I've tried to stay as far away from hyperbole as
possible but I must say that the Raptor makes the 650s on the Zu harness sing like an operatic star - fully resonant, without a single ounce of dynamic or emotional restraint, passionate with the soul and purity of an innocent child, technique and sonic ability bordering on the line between perfection and the sublime. This combo is that good.

Source matching: Tubes with tubes
The Jolida JD100A was a wonderful match. The music did not become overly romantic or syrupy with the extra layer of tubes. The Raptor is tonally transparent and simply conveyed the Jolida's valved signature. Tube rolling the Jolida brought very noticeable changes which the Raptor clearly articulated. The Raptor simply augmented soundstage, imaging, harmonic fullness and bloom which are already strong suits of the Jolida by itself. Compared to the Meridians, the Raptor really showed the Jolida's weaknesses in its lack of overall detail and resolving power, making the Jolida's smoothness seem in fact grainy and harsh by comparison. The Raptor is not going to make your source sound better. You should own a source whose signature you really like. The Meridian's full and impactful bass, overall smoothness and analog qualities coupled to massive detail and resolution power with sweet extension on top was clearly evident with the Raptor.

HR-2 vs. Raptor
A lot of us on HeadFi have previously been comparing the Raptor to the Stealth, believing that with the Raptor you'd be getting Stealth-like sonics but I disagree. I feel a shift is in order. I'm personally not too favorably impressed by the headphone output of the Stealth. I'd take the HR-2 as a headphone amp over the Stealth any day of the week. It's the preamp abilities of the Stealth that really shine. The Stealth is an amazing preamp regardless of price.
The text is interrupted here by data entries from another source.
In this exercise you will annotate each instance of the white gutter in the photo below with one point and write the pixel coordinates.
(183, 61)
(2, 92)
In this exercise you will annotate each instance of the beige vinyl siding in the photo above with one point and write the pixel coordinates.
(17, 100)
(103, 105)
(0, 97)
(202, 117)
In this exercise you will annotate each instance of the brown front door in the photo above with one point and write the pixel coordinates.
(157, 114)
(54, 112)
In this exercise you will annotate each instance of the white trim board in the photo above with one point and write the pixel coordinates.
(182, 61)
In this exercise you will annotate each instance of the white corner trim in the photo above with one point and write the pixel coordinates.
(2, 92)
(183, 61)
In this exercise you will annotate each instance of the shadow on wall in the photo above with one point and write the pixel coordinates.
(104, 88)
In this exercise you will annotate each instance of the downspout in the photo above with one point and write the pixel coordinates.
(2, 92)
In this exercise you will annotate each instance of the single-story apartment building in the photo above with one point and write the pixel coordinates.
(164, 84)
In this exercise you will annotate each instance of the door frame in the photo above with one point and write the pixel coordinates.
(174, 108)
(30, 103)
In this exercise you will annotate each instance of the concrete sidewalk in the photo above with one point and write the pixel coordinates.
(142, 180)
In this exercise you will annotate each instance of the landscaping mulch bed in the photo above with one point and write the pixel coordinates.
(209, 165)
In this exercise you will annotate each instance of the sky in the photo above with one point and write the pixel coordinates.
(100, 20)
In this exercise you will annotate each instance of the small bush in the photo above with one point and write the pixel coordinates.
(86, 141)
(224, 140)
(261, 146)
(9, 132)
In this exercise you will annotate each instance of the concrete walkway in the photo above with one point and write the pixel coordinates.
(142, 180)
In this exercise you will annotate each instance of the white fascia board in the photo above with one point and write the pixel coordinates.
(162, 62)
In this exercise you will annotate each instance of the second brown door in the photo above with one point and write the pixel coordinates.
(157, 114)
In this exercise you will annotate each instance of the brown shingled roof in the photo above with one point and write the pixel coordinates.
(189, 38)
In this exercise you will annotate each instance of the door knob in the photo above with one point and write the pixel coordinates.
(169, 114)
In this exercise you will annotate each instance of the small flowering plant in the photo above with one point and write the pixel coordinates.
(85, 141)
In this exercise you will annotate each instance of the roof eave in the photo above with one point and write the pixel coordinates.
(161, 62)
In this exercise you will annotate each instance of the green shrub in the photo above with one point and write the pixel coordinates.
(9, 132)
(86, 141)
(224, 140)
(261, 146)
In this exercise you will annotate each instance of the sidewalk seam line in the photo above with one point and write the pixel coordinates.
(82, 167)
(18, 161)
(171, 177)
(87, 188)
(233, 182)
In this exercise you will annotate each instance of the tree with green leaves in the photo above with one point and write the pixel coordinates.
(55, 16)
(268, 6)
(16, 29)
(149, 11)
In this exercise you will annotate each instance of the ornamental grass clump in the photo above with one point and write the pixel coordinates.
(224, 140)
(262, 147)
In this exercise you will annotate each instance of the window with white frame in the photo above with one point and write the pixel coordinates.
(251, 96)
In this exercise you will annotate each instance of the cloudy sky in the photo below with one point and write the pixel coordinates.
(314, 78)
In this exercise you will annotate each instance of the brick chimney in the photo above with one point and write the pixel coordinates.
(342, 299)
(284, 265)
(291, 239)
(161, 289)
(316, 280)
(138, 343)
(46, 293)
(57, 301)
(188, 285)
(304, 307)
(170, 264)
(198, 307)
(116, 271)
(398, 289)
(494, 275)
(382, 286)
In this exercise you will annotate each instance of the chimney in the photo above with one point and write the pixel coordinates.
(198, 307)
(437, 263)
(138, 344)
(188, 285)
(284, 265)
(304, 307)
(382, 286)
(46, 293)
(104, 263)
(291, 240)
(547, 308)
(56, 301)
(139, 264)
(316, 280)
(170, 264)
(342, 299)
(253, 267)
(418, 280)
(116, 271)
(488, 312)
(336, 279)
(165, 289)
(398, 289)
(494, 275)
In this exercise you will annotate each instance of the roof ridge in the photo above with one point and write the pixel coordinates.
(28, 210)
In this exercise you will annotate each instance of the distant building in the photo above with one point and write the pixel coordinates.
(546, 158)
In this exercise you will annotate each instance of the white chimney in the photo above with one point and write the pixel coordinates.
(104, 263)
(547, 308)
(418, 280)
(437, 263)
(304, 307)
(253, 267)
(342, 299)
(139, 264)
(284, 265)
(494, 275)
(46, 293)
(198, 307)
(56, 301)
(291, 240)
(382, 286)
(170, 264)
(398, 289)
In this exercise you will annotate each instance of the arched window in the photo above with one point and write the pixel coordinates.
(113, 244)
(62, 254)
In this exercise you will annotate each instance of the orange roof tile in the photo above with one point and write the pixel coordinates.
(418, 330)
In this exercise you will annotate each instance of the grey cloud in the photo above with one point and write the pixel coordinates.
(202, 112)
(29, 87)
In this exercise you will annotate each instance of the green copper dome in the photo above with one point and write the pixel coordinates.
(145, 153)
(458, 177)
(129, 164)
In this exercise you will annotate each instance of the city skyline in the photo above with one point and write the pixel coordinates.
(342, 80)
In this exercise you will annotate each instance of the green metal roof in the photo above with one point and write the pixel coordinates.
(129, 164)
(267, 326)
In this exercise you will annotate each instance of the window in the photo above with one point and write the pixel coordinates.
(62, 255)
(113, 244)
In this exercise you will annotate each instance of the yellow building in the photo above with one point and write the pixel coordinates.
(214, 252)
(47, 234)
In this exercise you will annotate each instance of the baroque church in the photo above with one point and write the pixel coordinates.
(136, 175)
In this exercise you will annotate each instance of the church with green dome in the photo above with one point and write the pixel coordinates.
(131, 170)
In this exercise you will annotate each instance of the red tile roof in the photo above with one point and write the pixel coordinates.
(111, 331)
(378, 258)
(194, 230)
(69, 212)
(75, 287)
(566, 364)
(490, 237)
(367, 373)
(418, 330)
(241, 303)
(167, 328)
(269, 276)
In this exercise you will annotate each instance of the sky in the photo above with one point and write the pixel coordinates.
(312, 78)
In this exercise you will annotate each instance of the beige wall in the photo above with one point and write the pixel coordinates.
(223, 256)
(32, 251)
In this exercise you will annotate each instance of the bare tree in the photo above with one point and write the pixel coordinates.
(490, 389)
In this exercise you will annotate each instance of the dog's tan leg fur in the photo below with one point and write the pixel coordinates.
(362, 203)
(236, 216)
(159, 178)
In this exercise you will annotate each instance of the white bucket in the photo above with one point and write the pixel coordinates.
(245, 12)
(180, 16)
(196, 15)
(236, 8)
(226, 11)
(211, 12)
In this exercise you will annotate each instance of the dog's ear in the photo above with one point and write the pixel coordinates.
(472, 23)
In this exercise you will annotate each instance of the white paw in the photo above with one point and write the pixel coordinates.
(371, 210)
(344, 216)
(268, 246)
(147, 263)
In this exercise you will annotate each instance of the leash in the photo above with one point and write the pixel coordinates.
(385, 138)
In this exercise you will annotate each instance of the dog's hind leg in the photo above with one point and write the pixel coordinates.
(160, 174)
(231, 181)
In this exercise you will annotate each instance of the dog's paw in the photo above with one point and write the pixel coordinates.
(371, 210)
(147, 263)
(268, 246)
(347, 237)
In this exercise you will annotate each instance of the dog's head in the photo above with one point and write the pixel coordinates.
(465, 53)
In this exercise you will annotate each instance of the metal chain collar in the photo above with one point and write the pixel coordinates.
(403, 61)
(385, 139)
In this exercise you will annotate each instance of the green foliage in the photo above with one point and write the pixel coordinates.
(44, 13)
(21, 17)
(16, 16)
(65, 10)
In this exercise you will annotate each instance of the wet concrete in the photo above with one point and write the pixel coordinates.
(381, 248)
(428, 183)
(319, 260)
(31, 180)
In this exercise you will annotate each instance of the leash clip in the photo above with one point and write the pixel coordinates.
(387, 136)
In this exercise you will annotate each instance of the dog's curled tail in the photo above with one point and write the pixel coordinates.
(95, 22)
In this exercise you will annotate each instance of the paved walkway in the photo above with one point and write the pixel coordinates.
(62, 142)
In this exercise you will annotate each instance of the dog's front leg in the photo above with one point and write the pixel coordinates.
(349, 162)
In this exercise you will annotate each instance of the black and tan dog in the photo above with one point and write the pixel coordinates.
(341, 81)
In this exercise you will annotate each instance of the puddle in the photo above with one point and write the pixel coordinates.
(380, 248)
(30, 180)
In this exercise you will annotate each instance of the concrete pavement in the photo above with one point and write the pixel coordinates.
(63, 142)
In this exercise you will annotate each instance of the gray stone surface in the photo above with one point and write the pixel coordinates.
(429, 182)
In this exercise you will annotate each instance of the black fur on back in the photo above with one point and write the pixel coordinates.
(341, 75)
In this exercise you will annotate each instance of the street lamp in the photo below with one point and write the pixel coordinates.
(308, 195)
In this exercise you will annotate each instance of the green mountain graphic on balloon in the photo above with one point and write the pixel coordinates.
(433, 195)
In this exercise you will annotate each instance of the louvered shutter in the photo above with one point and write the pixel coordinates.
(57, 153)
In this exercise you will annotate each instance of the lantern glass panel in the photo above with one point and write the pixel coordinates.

Prior to the Raptor, the HR-2 really was the benchmark for Ray Samuel's headphone amp sound; warm, full-bodied, harmonically rich, with a deep soundstage and bloom and a gripping and organic midrange, all apparent via the AD797 op-amps. A lot of us have loved and gravitated towards the HR-2 because it represented that unique quality of a warm, tube-like solid-state unit, retaining all the punch and bite that we've come to love with solid-state but having various tube-like qualities previously mentioned by myself as well as numerous reviewers. The Raptor takes that sound and simply perfects it. The Raptor does not have to try to sound like tubes because it already is. The Raptor's tube sonics are natural and effortless and make the HR-2's tube-like sonics forced and contrived by comparison. Musically, we're talking an even wider and deeper soundstage, a slightly fuller and warmer sound and a midrange that is more organic and alive because the harsh edges that can appear with the op-amps are rounded over ever so slightly, especially noticeable on male and female voices. The HR-2's soundstage is almost as wide as the Raptor's but falls short in its ability to portray depth, especially with sound projecting behind you, something the Raptor does amazingly well. These impressions are with the stock Philips JAN black-plate 5687s. The Tungsols can create an even more immersive experience with a midrange that is more upfront, imaging that appears to have more bloom in the blackground and with a slightly fuller, warmer and heavier but also more aggressive sound.

I have had a wonderful time with the Raptor and if I did not have my HR-2, this would definitely be an amp I'd seriously consider. However, I don't think the HR-2 is necessarily obsolete. It is still a great-sounding amp for its price. I love the fact that with the Raptor, I can really hear and look deep down inside the source of my music and hear and experience all of its glorious sonic abilities and even its shortcomings. If I were to sum up my impressions of the Raptor in one sentence, it would be this: The Raptor is the perfection of the Ray Samuels' headphone amp sound that was hinted at and captured well by the HR-2.